President Barack Obama used the opening of an institute dedicated to the legacy of the late Teddy Kennedy on Monday to ask a crowd of U.S. Senators and other dignitaries why Washington officials couldn’t be more like the man known as the lion of the Senate.
Obama, who was joined by the First Lady, Vice President Biden, and Republican and Democratic Senators at the opening dedication ceremony for the Edward M. Kennedy Institute in Boston, said he hoped the new facility would inspire and educate visitors. “We live in a time of such great cynicism about our institutions. We are cynical about Washington and about government most of all,” Obama said. “This place can help change that. It can help light the fire of imagination.”
The institute aims to teach visitors about the importance of the United States Senate and motivate younger generations to engage in the political process. The cornerstone of the sprawling white institute, designed by architect Rafael Viñoly, is a full-scale replica of the U.S. Senate chambers where Kennedy served for 47 years.
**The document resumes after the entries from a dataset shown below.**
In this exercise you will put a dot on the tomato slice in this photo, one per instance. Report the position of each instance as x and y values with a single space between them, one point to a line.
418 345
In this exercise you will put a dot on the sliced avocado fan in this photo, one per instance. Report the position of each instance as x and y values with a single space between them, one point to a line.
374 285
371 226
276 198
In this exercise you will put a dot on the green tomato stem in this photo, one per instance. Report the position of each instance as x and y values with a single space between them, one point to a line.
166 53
Vice President Biden said he had a front row seat to the nearly five decades Kennedy spent in the Senate where he fought passionately for some of the most divisive and important legislation of our nation’s history. Biden said he hopes that the institute and the celebration of Kennedy’s legacy will help future generations learn to listen and find consensus among their adversaries and hopefully begin to fix the broken system of government. “All politics is personal,” Biden said. “No one in my life understood that better than Ted Kennedy.”
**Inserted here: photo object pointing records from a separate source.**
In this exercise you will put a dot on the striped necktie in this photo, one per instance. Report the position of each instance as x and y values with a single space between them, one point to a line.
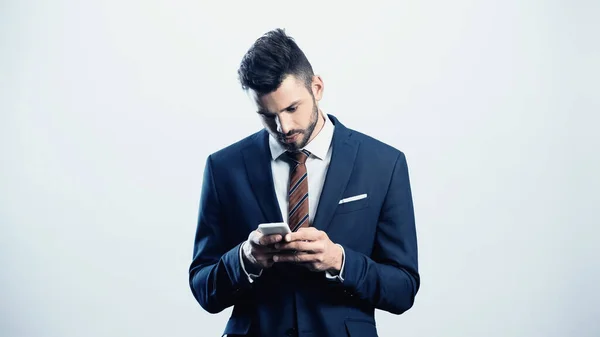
298 191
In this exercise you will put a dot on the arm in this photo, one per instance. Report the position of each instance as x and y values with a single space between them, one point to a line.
216 277
389 279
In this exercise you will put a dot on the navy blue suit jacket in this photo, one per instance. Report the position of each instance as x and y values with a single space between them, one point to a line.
377 233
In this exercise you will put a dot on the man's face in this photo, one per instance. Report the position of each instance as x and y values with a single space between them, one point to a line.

Kennedy’s reputation as a bipartisan deal-maker was reflected at Monday’s ceremony by the number of Republicans, including former Senate Majority Leader Trent Lott and Sen. John McCain, joining Democratic Sens. Elizabeth Warren and Ed Markey in singing Kennedy’s praises.
Sen. McCain of Arizona recalled a particularly fiery exchange he and the late Senator had on the floor of the Senate once, after which Kennedy gave him a hug and the two shared a laugh about it. The Senate, McCain said, has missed his late colleague. “No, the place hasn’t been the same without him, but if we learn the right lessons from the late Edward M. Kennedy’s example we can make it better,” McCain said. “We can make it a place where every member can serve with pride and love.”
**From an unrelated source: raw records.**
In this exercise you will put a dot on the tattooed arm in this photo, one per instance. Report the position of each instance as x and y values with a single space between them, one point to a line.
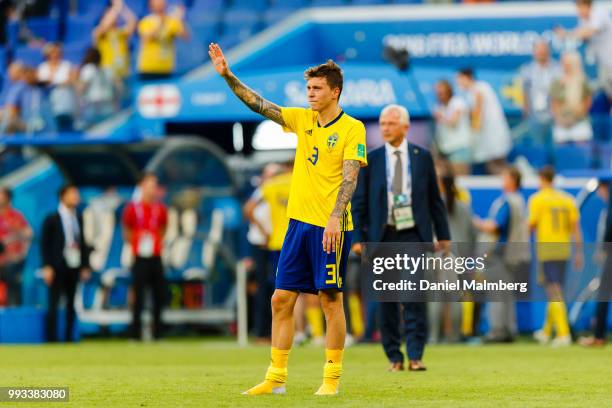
250 98
333 230
350 171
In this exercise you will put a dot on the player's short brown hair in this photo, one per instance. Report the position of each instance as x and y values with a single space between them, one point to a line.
547 173
330 71
515 175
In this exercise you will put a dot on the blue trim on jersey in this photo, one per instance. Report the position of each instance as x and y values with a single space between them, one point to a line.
332 122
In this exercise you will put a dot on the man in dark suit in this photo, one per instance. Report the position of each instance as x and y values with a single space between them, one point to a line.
65 258
397 200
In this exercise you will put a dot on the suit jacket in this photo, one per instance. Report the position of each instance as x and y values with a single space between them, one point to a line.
53 241
370 203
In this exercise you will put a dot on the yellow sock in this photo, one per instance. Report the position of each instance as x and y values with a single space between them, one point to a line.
356 318
315 320
276 376
548 320
277 371
331 372
560 319
467 318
Democratic Senator Elizabeth Warren of Massachusetts, a champion of progressive policies to benefit the working and middle class, shared a story of how Ted Kennedy’s fight for bankruptcy reform inspired her to enter politics. “Senator Kennedy changed my life,” Warren said. “And he changed what I understood about public service.”
“This institute will give millions of people an opportunity to be inspired. That is the perfect way to honor the memory of Ted Kennedy,” she added.